Here are five reasons to rein in your social media automation:
Machines Make Mistakes
Let’s say you’re a restaurant owner. You set up an auto-responder that searches Tweets for the keyword “hungry” and send an @reply with the message “Hungry? Try Jimmy’s Big Pig BBQ on 5th Street.”
You’ll look like a buffoon when someone Tweets “The Panthers are hungry for a win.”
Scripts, bots and machines aren’t very good at deciphering context (Google Wave is, but that’s another story). Human language is subtle, and human beings are good at sniffing out a ghost.

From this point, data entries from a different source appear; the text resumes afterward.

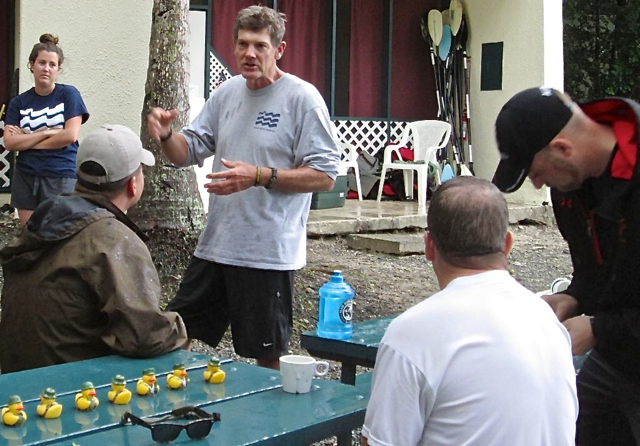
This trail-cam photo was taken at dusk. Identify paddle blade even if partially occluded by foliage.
[438,25,451,60]
[442,9,449,26]
[460,164,473,177]
[440,164,456,183]
[427,9,442,46]
[449,0,462,36]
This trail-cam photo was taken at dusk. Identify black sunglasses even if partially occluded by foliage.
[120,406,220,443]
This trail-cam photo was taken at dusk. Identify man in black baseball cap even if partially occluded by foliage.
[493,88,640,446]
[493,88,573,192]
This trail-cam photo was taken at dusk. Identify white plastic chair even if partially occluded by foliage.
[378,121,451,213]
[338,141,362,201]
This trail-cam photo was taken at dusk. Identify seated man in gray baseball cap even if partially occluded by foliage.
[0,125,187,373]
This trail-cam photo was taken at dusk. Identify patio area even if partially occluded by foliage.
[307,200,553,236]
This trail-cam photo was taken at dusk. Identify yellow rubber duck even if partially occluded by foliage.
[76,381,100,411]
[136,367,160,396]
[2,395,27,426]
[167,362,189,390]
[202,356,226,384]
[107,375,131,404]
[36,387,62,419]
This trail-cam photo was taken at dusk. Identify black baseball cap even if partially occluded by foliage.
[492,87,573,193]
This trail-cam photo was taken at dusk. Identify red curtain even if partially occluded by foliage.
[348,0,386,117]
[278,0,331,97]
[211,0,259,73]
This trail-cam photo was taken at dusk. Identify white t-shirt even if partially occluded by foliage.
[181,74,340,271]
[362,270,578,446]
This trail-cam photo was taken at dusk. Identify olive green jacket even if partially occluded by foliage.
[0,193,187,373]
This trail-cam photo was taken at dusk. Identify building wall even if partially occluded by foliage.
[15,0,153,139]
[463,0,564,204]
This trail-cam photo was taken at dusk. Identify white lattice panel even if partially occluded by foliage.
[334,119,406,155]
[209,51,233,94]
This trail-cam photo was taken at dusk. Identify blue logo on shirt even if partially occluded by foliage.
[255,112,280,128]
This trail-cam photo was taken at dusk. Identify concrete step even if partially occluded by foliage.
[346,233,424,255]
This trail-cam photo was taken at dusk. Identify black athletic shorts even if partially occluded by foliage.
[167,256,295,360]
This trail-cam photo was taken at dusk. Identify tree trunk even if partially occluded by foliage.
[130,0,204,231]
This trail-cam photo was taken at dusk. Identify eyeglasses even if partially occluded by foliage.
[120,406,220,443]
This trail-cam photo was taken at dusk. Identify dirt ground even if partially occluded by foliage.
[0,217,571,446]
[0,216,571,366]
[138,218,571,378]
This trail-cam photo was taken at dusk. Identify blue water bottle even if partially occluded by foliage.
[318,271,355,339]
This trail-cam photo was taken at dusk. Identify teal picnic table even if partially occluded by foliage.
[300,315,397,385]
[0,350,369,446]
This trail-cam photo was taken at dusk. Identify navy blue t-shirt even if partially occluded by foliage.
[5,84,89,178]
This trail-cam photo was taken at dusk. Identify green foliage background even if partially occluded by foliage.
[563,0,640,102]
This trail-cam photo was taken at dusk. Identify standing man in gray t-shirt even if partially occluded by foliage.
[148,6,340,368]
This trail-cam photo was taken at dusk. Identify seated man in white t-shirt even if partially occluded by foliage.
[362,177,578,446]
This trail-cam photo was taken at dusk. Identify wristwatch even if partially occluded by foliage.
[265,167,278,189]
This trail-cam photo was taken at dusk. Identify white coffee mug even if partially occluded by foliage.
[280,355,329,393]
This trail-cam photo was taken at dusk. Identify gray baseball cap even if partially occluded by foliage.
[76,124,155,185]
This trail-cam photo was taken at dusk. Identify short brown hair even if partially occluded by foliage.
[427,176,509,260]
[29,34,64,68]
[233,6,287,46]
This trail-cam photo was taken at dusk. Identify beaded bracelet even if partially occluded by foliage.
[253,166,260,187]
[160,128,173,142]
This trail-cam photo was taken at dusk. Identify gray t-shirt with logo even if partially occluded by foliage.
[181,74,340,271]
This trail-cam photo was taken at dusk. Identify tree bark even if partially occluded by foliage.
[129,0,205,231]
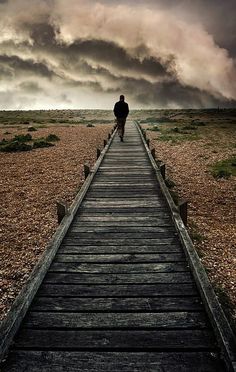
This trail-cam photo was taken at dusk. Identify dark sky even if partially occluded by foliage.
[0,0,236,109]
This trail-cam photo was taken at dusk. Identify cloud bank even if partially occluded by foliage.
[0,0,236,109]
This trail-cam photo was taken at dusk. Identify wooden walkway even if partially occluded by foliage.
[2,123,235,372]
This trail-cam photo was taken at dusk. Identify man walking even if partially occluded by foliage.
[113,94,129,142]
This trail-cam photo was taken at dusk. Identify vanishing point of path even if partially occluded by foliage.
[0,123,233,372]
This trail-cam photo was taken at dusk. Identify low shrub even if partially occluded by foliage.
[46,134,60,142]
[146,125,160,132]
[33,138,55,149]
[165,178,176,189]
[211,156,236,179]
[13,133,32,142]
[0,141,32,152]
[28,127,37,132]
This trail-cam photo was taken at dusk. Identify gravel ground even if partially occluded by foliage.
[146,126,236,324]
[0,125,112,319]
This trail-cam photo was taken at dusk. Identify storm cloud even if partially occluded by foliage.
[0,0,236,109]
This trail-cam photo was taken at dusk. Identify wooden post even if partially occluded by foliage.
[179,200,188,226]
[84,164,90,179]
[57,202,67,224]
[97,149,101,159]
[160,163,166,180]
[151,148,156,159]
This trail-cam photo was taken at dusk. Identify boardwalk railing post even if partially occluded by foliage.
[160,163,166,180]
[97,149,101,159]
[178,200,188,226]
[84,164,90,179]
[57,201,67,224]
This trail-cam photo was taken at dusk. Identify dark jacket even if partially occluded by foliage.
[113,101,129,118]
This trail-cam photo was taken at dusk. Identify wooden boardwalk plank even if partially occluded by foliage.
[58,246,182,254]
[30,296,204,313]
[54,253,186,264]
[22,311,209,330]
[3,350,226,372]
[49,262,189,274]
[14,329,216,350]
[38,283,197,297]
[44,272,193,284]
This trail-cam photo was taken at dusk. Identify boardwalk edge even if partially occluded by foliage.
[0,130,116,363]
[135,122,236,372]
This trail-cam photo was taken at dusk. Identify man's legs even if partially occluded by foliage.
[117,118,126,141]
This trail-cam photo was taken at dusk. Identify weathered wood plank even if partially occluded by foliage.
[14,329,215,350]
[49,262,189,274]
[83,201,162,208]
[30,296,204,313]
[38,283,197,297]
[3,351,224,372]
[73,221,173,229]
[76,208,171,217]
[44,272,193,284]
[65,231,178,242]
[58,244,182,254]
[22,311,208,330]
[84,190,158,202]
[63,236,179,247]
[54,253,186,263]
[68,222,175,234]
[73,215,173,222]
[80,206,168,216]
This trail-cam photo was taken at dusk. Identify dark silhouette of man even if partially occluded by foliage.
[113,94,129,142]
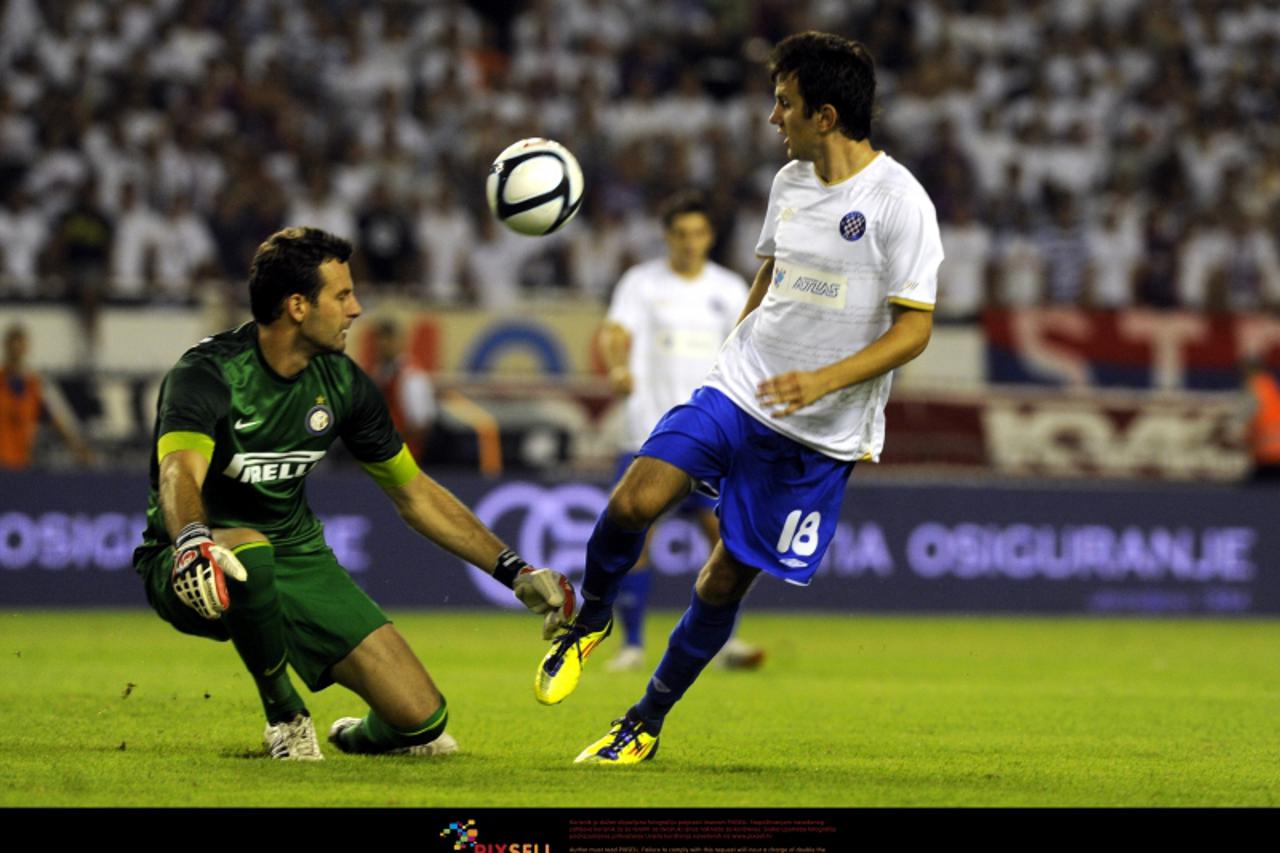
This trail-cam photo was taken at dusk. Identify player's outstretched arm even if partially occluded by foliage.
[756,305,933,418]
[384,471,576,639]
[159,442,248,619]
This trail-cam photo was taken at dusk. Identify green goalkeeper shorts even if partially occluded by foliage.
[137,540,390,692]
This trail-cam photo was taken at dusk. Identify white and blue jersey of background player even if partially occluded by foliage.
[639,152,942,584]
[607,257,748,510]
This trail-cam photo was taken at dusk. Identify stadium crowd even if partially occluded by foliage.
[0,0,1280,320]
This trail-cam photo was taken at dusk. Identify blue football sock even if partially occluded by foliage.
[614,563,653,646]
[577,512,649,629]
[630,592,740,734]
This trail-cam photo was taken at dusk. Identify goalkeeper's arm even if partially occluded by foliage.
[159,450,247,619]
[383,471,575,639]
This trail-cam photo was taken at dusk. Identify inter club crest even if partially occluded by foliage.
[306,394,333,435]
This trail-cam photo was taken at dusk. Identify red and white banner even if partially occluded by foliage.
[882,391,1249,482]
[982,307,1280,391]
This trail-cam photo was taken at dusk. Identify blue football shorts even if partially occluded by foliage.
[636,387,854,587]
[613,452,719,515]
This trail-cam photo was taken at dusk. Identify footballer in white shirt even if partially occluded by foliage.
[600,191,764,670]
[534,32,942,765]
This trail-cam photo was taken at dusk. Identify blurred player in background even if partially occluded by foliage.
[0,324,95,470]
[133,228,572,761]
[600,192,764,670]
[534,32,942,765]
[1243,357,1280,485]
[369,320,438,460]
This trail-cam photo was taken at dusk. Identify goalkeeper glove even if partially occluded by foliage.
[172,521,248,619]
[493,548,577,639]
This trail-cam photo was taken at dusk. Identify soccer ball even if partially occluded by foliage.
[485,137,582,237]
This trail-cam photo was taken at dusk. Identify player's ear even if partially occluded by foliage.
[818,104,840,133]
[284,293,308,323]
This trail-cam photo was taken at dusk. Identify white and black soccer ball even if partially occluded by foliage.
[485,137,582,237]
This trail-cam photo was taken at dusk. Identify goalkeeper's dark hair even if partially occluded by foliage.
[658,190,712,229]
[248,228,351,325]
[769,31,876,140]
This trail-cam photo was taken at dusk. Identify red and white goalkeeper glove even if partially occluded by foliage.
[493,549,577,639]
[170,521,248,619]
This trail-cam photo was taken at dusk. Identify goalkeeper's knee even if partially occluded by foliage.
[338,695,449,753]
[394,695,449,747]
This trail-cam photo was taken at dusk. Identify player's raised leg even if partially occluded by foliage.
[534,456,692,704]
[575,543,760,765]
[698,510,764,670]
[329,624,458,756]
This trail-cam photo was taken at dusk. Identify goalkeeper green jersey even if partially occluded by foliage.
[134,323,417,565]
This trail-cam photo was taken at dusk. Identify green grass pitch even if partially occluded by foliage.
[0,611,1280,807]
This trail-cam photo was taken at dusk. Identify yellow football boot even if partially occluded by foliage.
[573,717,658,765]
[534,619,613,704]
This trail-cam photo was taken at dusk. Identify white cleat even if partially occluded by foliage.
[604,646,644,672]
[329,717,458,758]
[262,713,324,761]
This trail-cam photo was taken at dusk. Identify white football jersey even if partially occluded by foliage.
[707,152,942,461]
[608,257,748,451]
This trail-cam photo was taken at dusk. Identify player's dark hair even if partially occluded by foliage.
[248,228,351,325]
[769,31,876,140]
[658,190,712,229]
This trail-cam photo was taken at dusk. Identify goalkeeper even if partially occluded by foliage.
[133,228,573,761]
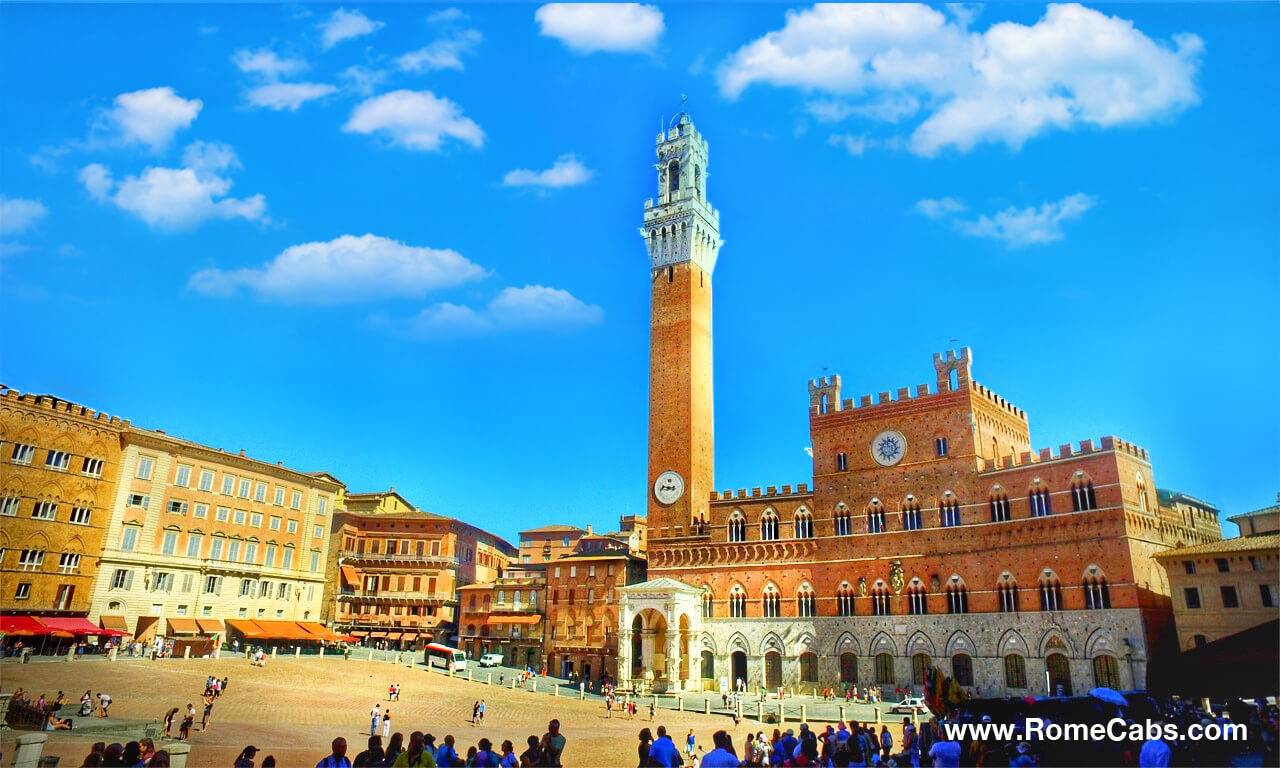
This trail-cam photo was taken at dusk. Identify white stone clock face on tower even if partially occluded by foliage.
[653,470,685,504]
[872,429,906,467]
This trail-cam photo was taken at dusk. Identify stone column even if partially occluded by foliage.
[164,741,191,768]
[13,733,49,768]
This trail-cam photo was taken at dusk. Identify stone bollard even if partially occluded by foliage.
[13,733,49,768]
[164,741,191,768]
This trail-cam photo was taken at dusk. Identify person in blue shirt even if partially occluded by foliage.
[649,726,685,768]
[701,731,739,768]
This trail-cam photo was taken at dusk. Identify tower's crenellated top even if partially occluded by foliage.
[640,113,722,273]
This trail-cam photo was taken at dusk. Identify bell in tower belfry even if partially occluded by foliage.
[641,113,721,538]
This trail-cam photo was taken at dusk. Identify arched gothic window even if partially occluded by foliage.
[902,495,924,531]
[836,581,854,616]
[835,504,854,536]
[760,509,778,541]
[988,485,1009,522]
[867,499,886,534]
[760,584,782,618]
[1028,484,1053,517]
[728,584,746,618]
[796,584,818,618]
[795,509,813,539]
[728,509,746,541]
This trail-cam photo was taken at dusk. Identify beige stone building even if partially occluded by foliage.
[1156,504,1280,650]
[324,488,516,648]
[90,426,344,641]
[0,389,129,617]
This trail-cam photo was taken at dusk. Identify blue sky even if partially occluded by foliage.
[0,4,1280,539]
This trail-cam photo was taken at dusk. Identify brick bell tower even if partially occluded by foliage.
[641,113,721,536]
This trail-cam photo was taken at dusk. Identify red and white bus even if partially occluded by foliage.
[422,643,467,672]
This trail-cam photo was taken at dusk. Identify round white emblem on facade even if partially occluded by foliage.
[653,470,685,504]
[872,429,906,467]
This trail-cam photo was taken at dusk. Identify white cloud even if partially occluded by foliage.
[915,192,1098,248]
[0,195,49,236]
[391,285,604,337]
[317,8,383,50]
[188,234,486,305]
[827,133,869,157]
[718,4,1203,156]
[232,49,310,81]
[247,83,338,111]
[502,154,595,189]
[79,141,266,230]
[105,86,204,151]
[915,197,964,219]
[396,29,484,73]
[342,91,484,152]
[534,3,663,54]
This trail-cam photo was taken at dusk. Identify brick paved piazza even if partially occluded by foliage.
[0,658,890,768]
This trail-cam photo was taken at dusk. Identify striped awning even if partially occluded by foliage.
[97,613,133,635]
[164,616,200,635]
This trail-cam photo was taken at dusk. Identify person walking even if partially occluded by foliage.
[316,736,355,768]
[200,691,214,732]
[539,719,566,768]
[178,703,196,741]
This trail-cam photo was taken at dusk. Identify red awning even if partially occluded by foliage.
[227,618,262,640]
[40,616,104,635]
[97,613,133,637]
[0,616,50,635]
[164,616,200,635]
[196,618,227,635]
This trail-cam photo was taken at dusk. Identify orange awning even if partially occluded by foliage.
[97,614,133,635]
[165,617,200,635]
[227,618,262,640]
[485,614,543,626]
[196,618,227,635]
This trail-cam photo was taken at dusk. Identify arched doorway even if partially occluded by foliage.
[800,650,818,682]
[764,650,782,689]
[840,652,858,682]
[730,650,748,686]
[1044,653,1071,696]
[631,608,670,680]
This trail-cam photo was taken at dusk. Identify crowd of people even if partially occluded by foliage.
[314,716,567,768]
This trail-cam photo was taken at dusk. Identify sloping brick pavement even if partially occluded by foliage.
[0,658,798,768]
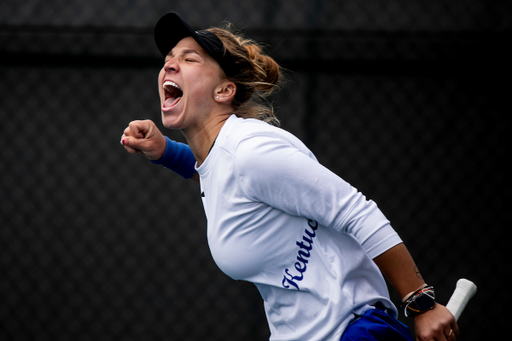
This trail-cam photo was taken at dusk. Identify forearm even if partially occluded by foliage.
[373,243,425,299]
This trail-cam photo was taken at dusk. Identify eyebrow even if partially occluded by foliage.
[167,49,201,57]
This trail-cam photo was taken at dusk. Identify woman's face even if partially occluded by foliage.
[158,37,222,129]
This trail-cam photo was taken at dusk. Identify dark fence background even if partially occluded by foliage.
[0,0,512,340]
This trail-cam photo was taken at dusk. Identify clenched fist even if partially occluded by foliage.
[121,120,167,160]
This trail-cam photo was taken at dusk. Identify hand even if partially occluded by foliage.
[121,120,167,160]
[414,304,459,341]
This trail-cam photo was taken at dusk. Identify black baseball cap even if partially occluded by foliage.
[154,12,236,77]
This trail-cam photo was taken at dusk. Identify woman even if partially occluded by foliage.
[121,13,458,341]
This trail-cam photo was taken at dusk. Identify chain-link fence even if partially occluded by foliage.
[0,0,512,340]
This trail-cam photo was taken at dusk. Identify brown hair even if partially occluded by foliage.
[208,23,283,126]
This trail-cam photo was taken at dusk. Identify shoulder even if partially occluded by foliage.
[223,116,316,159]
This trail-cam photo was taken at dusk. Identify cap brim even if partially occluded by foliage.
[154,12,204,57]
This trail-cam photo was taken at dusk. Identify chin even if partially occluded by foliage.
[162,112,183,130]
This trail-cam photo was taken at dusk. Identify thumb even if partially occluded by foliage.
[121,135,142,154]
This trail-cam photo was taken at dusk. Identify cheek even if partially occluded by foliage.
[158,68,165,98]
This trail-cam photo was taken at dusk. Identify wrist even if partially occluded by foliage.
[402,283,428,303]
[151,136,196,179]
[402,286,436,317]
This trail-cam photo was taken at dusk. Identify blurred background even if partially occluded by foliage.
[0,0,512,340]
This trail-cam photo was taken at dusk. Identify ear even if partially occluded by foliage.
[213,82,236,103]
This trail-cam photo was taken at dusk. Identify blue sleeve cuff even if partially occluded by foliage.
[151,136,196,179]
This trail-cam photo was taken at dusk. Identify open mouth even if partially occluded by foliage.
[163,81,183,107]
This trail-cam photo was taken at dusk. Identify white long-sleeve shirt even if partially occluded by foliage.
[197,115,401,341]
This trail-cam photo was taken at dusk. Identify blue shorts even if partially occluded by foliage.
[340,304,413,341]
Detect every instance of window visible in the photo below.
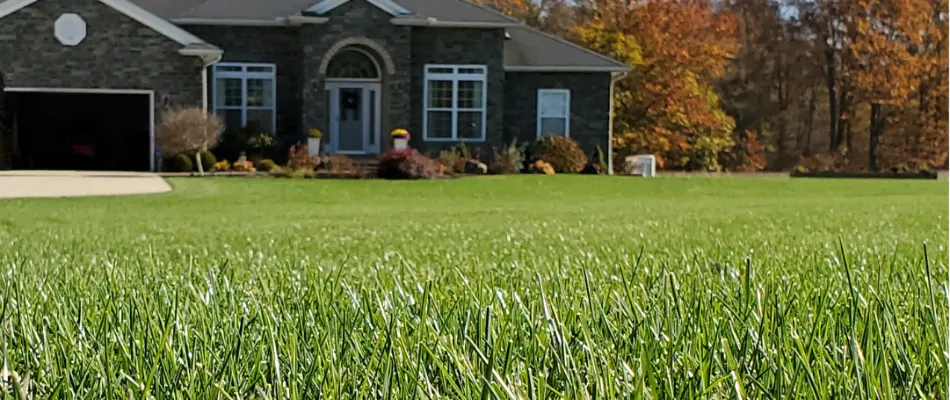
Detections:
[422,65,487,141]
[538,89,571,137]
[214,63,277,133]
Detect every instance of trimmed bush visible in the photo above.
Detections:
[168,154,195,172]
[439,148,468,174]
[537,136,587,173]
[287,144,319,171]
[379,149,443,179]
[528,160,554,175]
[323,154,360,175]
[257,158,277,172]
[488,143,524,175]
[214,160,231,171]
[201,151,218,171]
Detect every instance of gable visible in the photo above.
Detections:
[0,0,214,47]
[307,0,409,16]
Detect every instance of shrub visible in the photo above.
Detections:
[269,165,294,178]
[488,142,524,175]
[439,148,468,173]
[379,149,442,179]
[581,146,608,175]
[199,151,218,171]
[323,155,360,174]
[257,158,278,172]
[290,169,317,179]
[168,154,195,172]
[155,107,224,172]
[529,160,555,175]
[214,160,231,171]
[287,144,317,171]
[231,159,257,172]
[538,136,587,173]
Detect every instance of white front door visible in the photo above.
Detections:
[327,82,380,154]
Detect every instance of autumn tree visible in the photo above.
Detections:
[849,0,935,171]
[575,0,739,169]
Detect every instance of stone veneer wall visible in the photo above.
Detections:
[300,0,411,151]
[0,0,202,109]
[410,27,506,158]
[505,72,611,156]
[182,25,303,142]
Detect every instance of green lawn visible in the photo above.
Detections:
[0,176,950,399]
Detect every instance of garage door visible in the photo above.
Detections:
[4,89,153,171]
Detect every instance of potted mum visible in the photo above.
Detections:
[307,128,323,157]
[390,128,409,150]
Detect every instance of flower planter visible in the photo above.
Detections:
[307,138,320,157]
[393,137,409,150]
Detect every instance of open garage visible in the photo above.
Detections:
[0,88,154,171]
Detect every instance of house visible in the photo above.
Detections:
[0,0,628,170]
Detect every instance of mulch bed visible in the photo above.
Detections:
[791,172,937,180]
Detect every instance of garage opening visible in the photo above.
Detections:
[0,89,153,171]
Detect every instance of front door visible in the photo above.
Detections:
[327,82,380,154]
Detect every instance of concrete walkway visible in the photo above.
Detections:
[0,171,172,199]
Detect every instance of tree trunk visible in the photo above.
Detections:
[802,87,817,157]
[832,88,851,150]
[195,150,205,176]
[868,103,885,172]
[825,49,838,151]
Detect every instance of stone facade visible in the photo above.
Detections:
[182,26,303,143]
[409,28,505,158]
[304,0,411,151]
[504,72,611,155]
[0,0,611,166]
[0,0,202,108]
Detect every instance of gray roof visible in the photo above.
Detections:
[132,0,518,23]
[394,0,520,24]
[132,0,317,21]
[505,26,630,72]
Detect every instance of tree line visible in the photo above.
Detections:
[480,0,950,171]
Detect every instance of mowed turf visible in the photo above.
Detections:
[0,176,950,399]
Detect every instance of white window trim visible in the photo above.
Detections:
[422,64,488,143]
[534,89,571,139]
[212,63,277,134]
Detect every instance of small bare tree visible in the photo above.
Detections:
[155,106,224,175]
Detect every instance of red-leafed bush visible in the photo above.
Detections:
[379,149,442,179]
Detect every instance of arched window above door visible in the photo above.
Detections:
[327,49,379,79]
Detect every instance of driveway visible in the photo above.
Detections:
[0,171,172,199]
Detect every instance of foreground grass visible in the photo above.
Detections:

Different Audiences Respond to Different Messages
RSS, Ping.fm and other tools let you push your blog to your outposts (Twitter, Facebook, etc.). But each of your audiences is unique. Being relevant requires nuance. Blasting the same message to every audience is like giving your entire family a Target gift card for Christmas: Tacky, unimpressive, and not very thoughtful.
Relationships Aren’t Built by Automation
The #1 reason not to automate: People like people, not scripts and bots. It’s about getting people to like and trust you, not playing whack-a-mole with your sales message.
Discretion is the Better Part of Valor
Not all blog posts are created equal. Some rock, and some are “Meh.” Pimping a dud post won’t make it better. Automation nixes your ability to rein in a crummy post.
Automation is One Step Away from Broadcasting
If you’re hell-bent on automating, you’re likely aiming for uber-efficiency. Wanna be even more efficient? Don’t talk to people at all. You’ll save time and energy by avoiding human interaction. Of course, it’s a bad idea, but it’s a slippery slope from automation to one-way broadcasting.